Is that true? Is the hyperbola traced out by different gamma's or v's (as you look at it?)

I guess that it is traced out dependent on the a's, as the x and t values, once the gamma is calculated (it is known from the given v,) are both linear. (x' is linearly related to x and t and t' is linearly related to x and t) - kind of makes sense in the idea of a ongoing translation of axes.

Also, makes sense that if the gamma had any play in the original equation (the a's) I gave (from Einstein, et al,) then it wouldn't dop out as we derived the 4-space equation from the Lorentx transforms.

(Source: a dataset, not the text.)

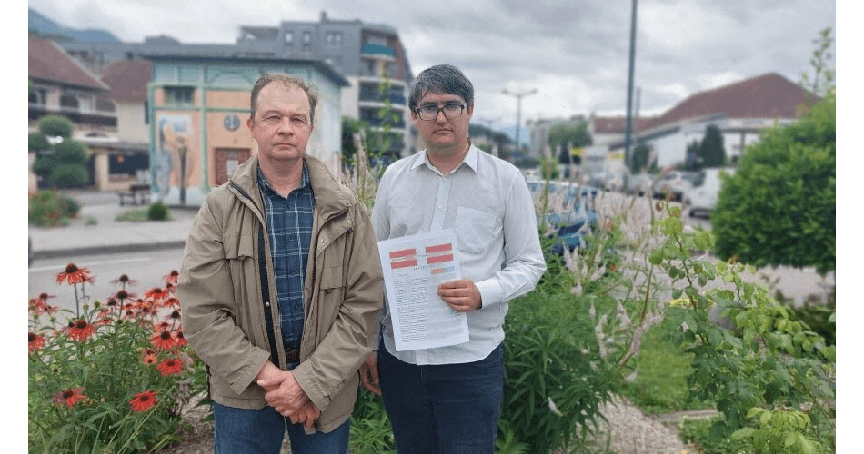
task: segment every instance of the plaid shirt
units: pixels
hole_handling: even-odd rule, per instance
[[[303,283],[312,241],[312,213],[315,196],[309,184],[309,173],[303,163],[300,186],[287,197],[278,194],[258,168],[258,186],[263,194],[267,233],[270,235],[270,257],[276,275],[276,298],[286,349],[300,347],[303,335]]]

Let me know... is the hyperbola gamma dependent? I now don't think so. So, where does the a come from? What does it mean?

 

[yossell]

I guess I too am a bit confused at what you're getting at, so sorry if this is worse than useless...

Clearly, the c'2t'2 - x'2 = c2t2 - x2 represents different points for different x's and t's with respect to two specific frames of reference in which, by custom the S' frame is moving at v wrt to S frame (or inertial frame which is arbitrarily assigned.)

I would say they represent the SAME spacetime point. Take a coordinate system, O. Take an arbitrary event in that coordinate system, E. Suppose in O its got coordinates (t, x). If you like, put a^2 = c^2t^2 - x^2 - but remember, the event is arbitrary. Then, in any other coordinate system O' (with the same origin), whatever its velocity wrt O, if the *same* event has coordinates (t' x') in O', then c^2t'^2 - x'^2 = a^2 also.

So a is to a large part arbitrary - it just depends on the event you chose. It's the *invariance* of a, the fact that the value of this function of the coordinates of one and the same event comes out the same - even when we change our coordinate systems.

 

[stevmg]

I guess I too am a bit confused at what you're getting at, so sorry if this is worse than useless...


I would say they represent the SAME spacetime point. Take a coordinate system, O. Take an arbitrary event in that coordinate system, E. Suppose in O its got coordinates (t, x). If you like, put a^2 = c^2t^2 - x^2 - but remember, the event is arbitrary. Then, in any other coordinate system O' (with the same origin), whatever its velocity wrt O, if the *same* event has coordinates (t' x') in O', then c^2t'^2 - x'^2 = a^2 also.

So a is to a large part arbitrary - it just depends on the event you chose. It's the *invariance* of a, the fact that the value of this function of the coordinates of one and the same event comes out the same - even when we change our coordinate systems.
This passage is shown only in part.